You know those annoying stretched out words you need to type in order to get access to Ticketmaster, Yahoo, or dozens of other places? They're called CAPTCHAs and they were developed about 12 years ago by a then-22-year-old Carnegie Mellon University computer science graduate student named Luis Von Ahn and his PhD advisor to stop spam bots. Their solution: make anyone seeking access to a site type in distorted and random letters or numbers, something spam bots couldn't read accurately, but humans could (albeit, not without emitting a few epithets in the process). Soon after, a flood of other companies started adopting CAPTCHAs.
Since then, Von Ahn, now an associate professor of computer science at Carnegie Mellon and the winner of a $500,000 MacArthur genius grant, has gone on to pioneer an entirely new field. Called human computation, it aims to use large numbers of networked people to address problems that computers can't solve on their own.
To that end, he also developed reCAPTCHAs, which are those equally annoying pairs of words bisected by a line that you also might encounter while trying to get access to web sites. They're hard-to-decipher words taken from the Internet Archive's project to digitize thousands of books. By typing them in, you help the project complete its work. At the moment, computer users are helping to digitize about 100 million words a day or 200 million books a year, according to Von Ahn.

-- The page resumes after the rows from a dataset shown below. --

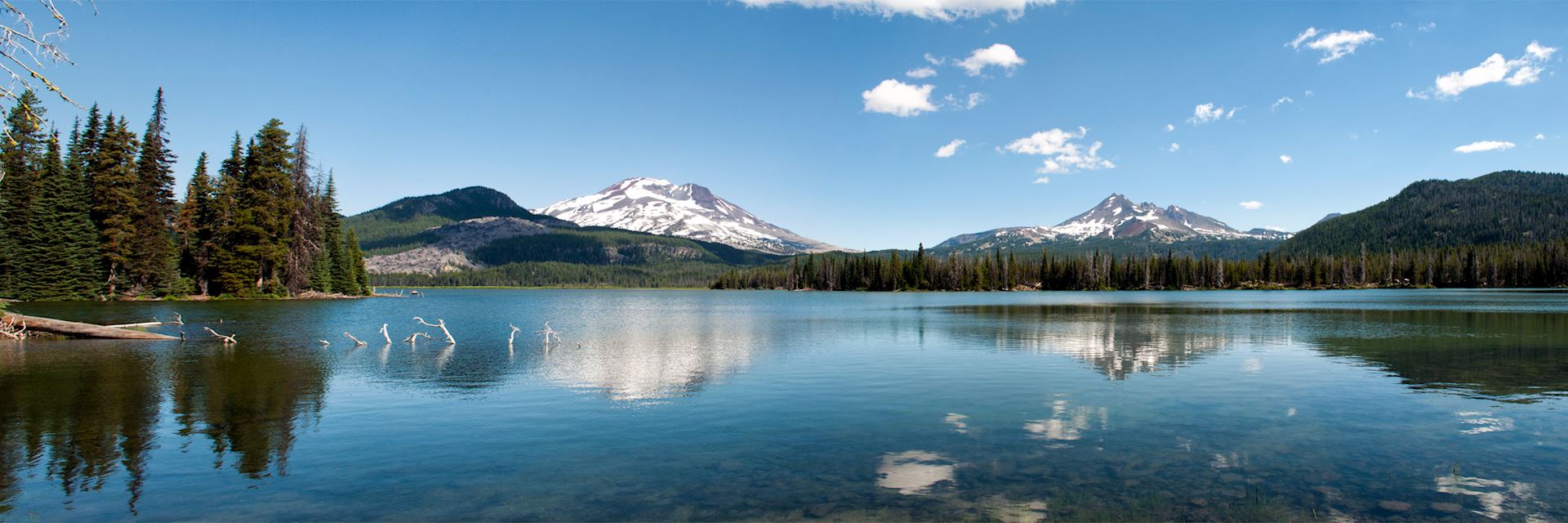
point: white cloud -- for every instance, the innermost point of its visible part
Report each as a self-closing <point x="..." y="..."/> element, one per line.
<point x="971" y="101"/>
<point x="1334" y="44"/>
<point x="1208" y="112"/>
<point x="949" y="150"/>
<point x="1518" y="71"/>
<point x="1305" y="35"/>
<point x="1000" y="56"/>
<point x="932" y="10"/>
<point x="1062" y="154"/>
<point x="899" y="100"/>
<point x="1539" y="52"/>
<point x="1484" y="146"/>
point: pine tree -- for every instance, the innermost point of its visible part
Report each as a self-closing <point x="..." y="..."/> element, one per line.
<point x="229" y="269"/>
<point x="356" y="266"/>
<point x="303" y="217"/>
<point x="198" y="226"/>
<point x="154" y="262"/>
<point x="328" y="274"/>
<point x="20" y="168"/>
<point x="60" y="244"/>
<point x="117" y="201"/>
<point x="259" y="226"/>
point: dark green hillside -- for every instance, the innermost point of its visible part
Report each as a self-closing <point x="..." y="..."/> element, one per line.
<point x="1140" y="245"/>
<point x="591" y="258"/>
<point x="397" y="225"/>
<point x="1499" y="208"/>
<point x="613" y="247"/>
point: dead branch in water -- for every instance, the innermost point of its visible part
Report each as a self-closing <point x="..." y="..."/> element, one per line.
<point x="226" y="340"/>
<point x="13" y="330"/>
<point x="549" y="333"/>
<point x="439" y="324"/>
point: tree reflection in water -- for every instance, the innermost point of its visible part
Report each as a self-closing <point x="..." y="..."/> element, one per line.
<point x="85" y="412"/>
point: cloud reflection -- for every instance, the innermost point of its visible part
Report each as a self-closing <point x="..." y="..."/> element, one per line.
<point x="915" y="472"/>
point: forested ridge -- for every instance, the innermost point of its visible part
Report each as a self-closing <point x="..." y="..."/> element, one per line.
<point x="1503" y="230"/>
<point x="591" y="258"/>
<point x="1499" y="208"/>
<point x="96" y="214"/>
<point x="1542" y="264"/>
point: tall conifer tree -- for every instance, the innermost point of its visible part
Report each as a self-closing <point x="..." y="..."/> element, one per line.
<point x="20" y="170"/>
<point x="117" y="201"/>
<point x="154" y="262"/>
<point x="198" y="223"/>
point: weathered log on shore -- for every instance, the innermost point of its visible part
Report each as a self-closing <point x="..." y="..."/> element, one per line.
<point x="76" y="329"/>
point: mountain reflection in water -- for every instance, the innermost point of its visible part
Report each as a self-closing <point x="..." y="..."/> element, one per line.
<point x="1517" y="357"/>
<point x="780" y="405"/>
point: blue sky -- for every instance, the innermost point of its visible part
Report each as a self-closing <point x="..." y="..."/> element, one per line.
<point x="767" y="105"/>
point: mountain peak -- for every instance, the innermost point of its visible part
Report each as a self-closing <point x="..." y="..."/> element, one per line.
<point x="692" y="211"/>
<point x="1117" y="217"/>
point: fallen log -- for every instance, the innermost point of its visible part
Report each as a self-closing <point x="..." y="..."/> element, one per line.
<point x="154" y="322"/>
<point x="76" y="329"/>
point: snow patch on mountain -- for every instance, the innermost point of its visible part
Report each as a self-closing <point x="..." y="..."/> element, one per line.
<point x="690" y="211"/>
<point x="1118" y="217"/>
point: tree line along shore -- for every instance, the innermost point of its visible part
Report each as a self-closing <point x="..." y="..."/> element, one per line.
<point x="95" y="216"/>
<point x="1487" y="266"/>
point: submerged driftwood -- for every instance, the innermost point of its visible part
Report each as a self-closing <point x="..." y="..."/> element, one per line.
<point x="76" y="329"/>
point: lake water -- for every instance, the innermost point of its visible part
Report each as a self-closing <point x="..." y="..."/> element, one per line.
<point x="760" y="405"/>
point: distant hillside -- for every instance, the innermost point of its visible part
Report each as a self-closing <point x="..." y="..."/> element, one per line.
<point x="397" y="225"/>
<point x="1499" y="208"/>
<point x="576" y="257"/>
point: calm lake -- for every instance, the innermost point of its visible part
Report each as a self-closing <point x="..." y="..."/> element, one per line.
<point x="745" y="405"/>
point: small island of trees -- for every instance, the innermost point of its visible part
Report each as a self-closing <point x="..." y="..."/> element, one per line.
<point x="96" y="216"/>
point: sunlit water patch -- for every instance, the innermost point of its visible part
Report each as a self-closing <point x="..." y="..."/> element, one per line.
<point x="737" y="405"/>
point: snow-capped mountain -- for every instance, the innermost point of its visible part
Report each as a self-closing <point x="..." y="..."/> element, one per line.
<point x="686" y="211"/>
<point x="1118" y="217"/>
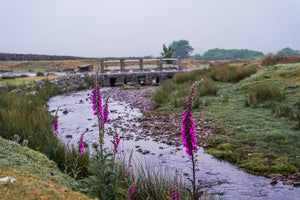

But he didn't stop there. Von Ahn also created a game, called the ESP Game, to help label thousands of images on the Internet, in which two strangers connected online have to agree on a description for a picture. Users have described it as an addictive experience akin to taking a drug. Von Ahn, who formed a company around the game, sold the business to Google in 2009. His current project, called Duolingo, which he's been working on for the past two years, is aimed at enticing millions of people to translate Web content into different languages for free.
I recently spoke with Von Ahn at his office on Carnegie Mellon's Pittsburgh campus. We talked over the phone while a videographer--my daughter, Eleanor Lewis, a junior at the university--filmed him. We discussed his various projects, from CAPTCHA to Duolingo, as well as his approach to human computation.
"We originally developed this (CAPTCHA) because Yahoo at the time had a huge problem. There were people who would write computer programs to obtain millions of e-mail accounts for free in order to send spam. The solution that we came up with was a test that could distinguish whether the entity filling out the form was actually a human and not a computer program. It worked because humans have no trouble reading these distorted characters, but the computer programs can't do that as well."
"Since we started working on it, basically every major website has started using a CAPTCHA. So you see them on Google, every Microsoft property, Yahoo, Facebook. Approximately 200 million CAPTCHAs are typed every day by people around the world."
"The first time I heard about the number of people using CAPTCHAs, I was quite proud of myself. I thought, look at the impact my research has had. But then I started feeling badly, because each time you do a CAPTCHA, you waste about 10 seconds of your time. If you multiply that by 200 million, you get the whole of humanity wasting about 500,000 hours every day typing these annoying CAPTCHAs. Then I started thinking about if there was a way in which we could use this effort for something good for humanity. The thing is, during those 10 seconds, your brain is doing something amazing. Your brain is doing something that computers can't do very well."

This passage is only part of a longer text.